Conceived during the Mao era, neither project turned a profit. China saw them more as a way of winning new friends during an era of diplomatic isolation. More recently the Chinese have been investing overseas again, although this time their efforts are flanked by greater financial and technological nous.
As we reported in issue 275, Xi Jinping’s “one belt, one road” blueprint envisages a network of highways, railways and ports linking China to central and south Asia, and then further afield to the Middle East and Europe. The establishment of the Asian Infrastructure Investment Bank (AIIB), meanwhile, is viewed as a means to finance some of these plans, with Xi telling last year’s APEC summit that infrastructure spending in Asia would top $8 trillion in the next 10 years.
China Communication Construction Corporation (CCCC) has the kind of pedigree that suggests it could benefit from the “one belt, one road” roadmap. Its predecessor helped to build the Karakoram Highway, and the Economic Information Daily says the company has a long tradition of moving in tandem with national-level plans.
CCCC is the largest port construction and design company in China, as well as the largest dredging firm. One of its key focuses has been the Pearl River Delta region, where the central government has been seeking to integrate Hong Kong and Macau more closely with the mainland. CCCC is involved in building a 50-kilometre bridge linking the two former colonial territories to Zhuhai, and it is also working on a Rmb38 billion ($6 billion) project to build a Dubai-style artificial island in Hengqin, an area near Macau which is three times the size of the former Portuguese enclave.
Driven by investor excitement about the Silk Road concept, Hong Kong-listed CCCC has seen its stock climb nearly 60% this year. As of Wednesday it carried a market value of $50 billion, although it is still trading on just 13 times its reported earnings.
Barely a year ago analysts were attributing a much lower valuation, based on profit margins in the low single digits. But investors now seem to see more reason to buy, with China’s ambitious infrastructure plan expected to result in stronger returns.
“CCCC is one of the top 10 stocks for investors along the new Silk Road,” the Hong Kong Economic Times suggests, pointing to the fact that it has already engaged in projects in a number of Asian countries.
Other state infrastructure firms such as China Railway Construction (CRCC) and China Railway Corp (CRC) have also registered strong gains this year, while stocks at the two state train makers CNR and CSR soared more than 40% this week when their merger was officially confirmed.
So does everything look rosy for the infrastructure giants?
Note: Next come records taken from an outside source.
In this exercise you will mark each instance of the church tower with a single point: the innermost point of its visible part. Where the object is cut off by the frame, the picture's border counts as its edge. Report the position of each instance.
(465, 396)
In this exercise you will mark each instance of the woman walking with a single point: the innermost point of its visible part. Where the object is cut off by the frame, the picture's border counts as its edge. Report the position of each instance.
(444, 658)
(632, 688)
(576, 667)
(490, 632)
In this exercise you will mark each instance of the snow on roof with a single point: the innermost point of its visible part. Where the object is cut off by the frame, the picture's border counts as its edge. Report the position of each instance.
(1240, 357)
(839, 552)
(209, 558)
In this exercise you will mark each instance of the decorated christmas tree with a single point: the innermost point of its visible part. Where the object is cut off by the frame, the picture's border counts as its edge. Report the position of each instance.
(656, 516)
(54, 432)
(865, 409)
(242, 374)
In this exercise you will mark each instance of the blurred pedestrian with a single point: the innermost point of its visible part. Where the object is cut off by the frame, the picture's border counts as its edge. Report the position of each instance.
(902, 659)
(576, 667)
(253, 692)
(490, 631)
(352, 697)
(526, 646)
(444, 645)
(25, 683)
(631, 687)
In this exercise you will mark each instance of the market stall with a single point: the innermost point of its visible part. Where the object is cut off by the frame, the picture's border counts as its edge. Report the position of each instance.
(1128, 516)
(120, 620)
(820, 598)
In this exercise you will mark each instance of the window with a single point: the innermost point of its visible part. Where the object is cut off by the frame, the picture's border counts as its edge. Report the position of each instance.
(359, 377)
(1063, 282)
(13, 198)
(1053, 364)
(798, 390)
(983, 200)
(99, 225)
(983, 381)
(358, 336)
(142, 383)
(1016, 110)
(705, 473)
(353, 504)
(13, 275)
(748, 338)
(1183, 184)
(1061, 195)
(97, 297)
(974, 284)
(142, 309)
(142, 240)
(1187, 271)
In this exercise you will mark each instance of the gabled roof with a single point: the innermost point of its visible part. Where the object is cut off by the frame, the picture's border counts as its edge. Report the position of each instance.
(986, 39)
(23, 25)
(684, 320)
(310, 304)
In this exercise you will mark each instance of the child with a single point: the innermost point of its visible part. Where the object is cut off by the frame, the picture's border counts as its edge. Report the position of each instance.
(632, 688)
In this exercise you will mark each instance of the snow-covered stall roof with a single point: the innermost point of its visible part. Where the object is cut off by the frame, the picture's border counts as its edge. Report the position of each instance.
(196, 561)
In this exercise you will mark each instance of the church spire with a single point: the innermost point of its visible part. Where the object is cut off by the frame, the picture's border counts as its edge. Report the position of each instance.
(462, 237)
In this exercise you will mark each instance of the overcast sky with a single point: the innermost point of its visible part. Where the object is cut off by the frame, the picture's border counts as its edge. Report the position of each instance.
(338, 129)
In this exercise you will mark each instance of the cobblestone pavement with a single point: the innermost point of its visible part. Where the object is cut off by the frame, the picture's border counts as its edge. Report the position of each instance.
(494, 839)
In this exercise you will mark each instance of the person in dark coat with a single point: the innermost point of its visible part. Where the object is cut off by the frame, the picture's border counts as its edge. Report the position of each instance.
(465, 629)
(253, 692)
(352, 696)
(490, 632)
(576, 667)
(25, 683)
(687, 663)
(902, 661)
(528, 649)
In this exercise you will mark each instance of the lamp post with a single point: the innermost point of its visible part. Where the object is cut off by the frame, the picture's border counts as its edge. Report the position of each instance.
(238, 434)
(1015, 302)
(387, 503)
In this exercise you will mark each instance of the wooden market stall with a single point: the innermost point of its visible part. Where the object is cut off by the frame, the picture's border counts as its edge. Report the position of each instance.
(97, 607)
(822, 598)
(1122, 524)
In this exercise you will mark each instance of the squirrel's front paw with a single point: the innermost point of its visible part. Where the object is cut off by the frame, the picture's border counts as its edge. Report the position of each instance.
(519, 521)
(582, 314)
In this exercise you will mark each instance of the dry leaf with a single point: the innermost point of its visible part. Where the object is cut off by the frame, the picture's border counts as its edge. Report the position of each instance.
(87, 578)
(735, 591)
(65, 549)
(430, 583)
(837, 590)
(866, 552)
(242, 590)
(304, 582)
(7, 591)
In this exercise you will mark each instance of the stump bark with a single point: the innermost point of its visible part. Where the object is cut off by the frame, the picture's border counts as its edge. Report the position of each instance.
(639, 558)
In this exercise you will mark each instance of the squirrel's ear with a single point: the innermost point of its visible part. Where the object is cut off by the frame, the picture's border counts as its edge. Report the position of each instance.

When China’s diplomatic relations come to the fore, there is always the risk that sweetheart deals will be cut with customers. CRCC’S light rail project in Mecca in Saudi Arabia cost the company Rmb4 billion in losses in 2010, for instance. Reportedly, company bosses were told to grin and bear it, as energy diplomacy was the order of the day in Beijing.
One of CCCC’s flagship projects is also struggling with the vagaries of international politics, after a $1 billion port-building programme in Sri Lanka was put on hold following a change of government in Colombo. Last month Xinhua said that the state construction giant is losing $380,000 each day that the project is delayed.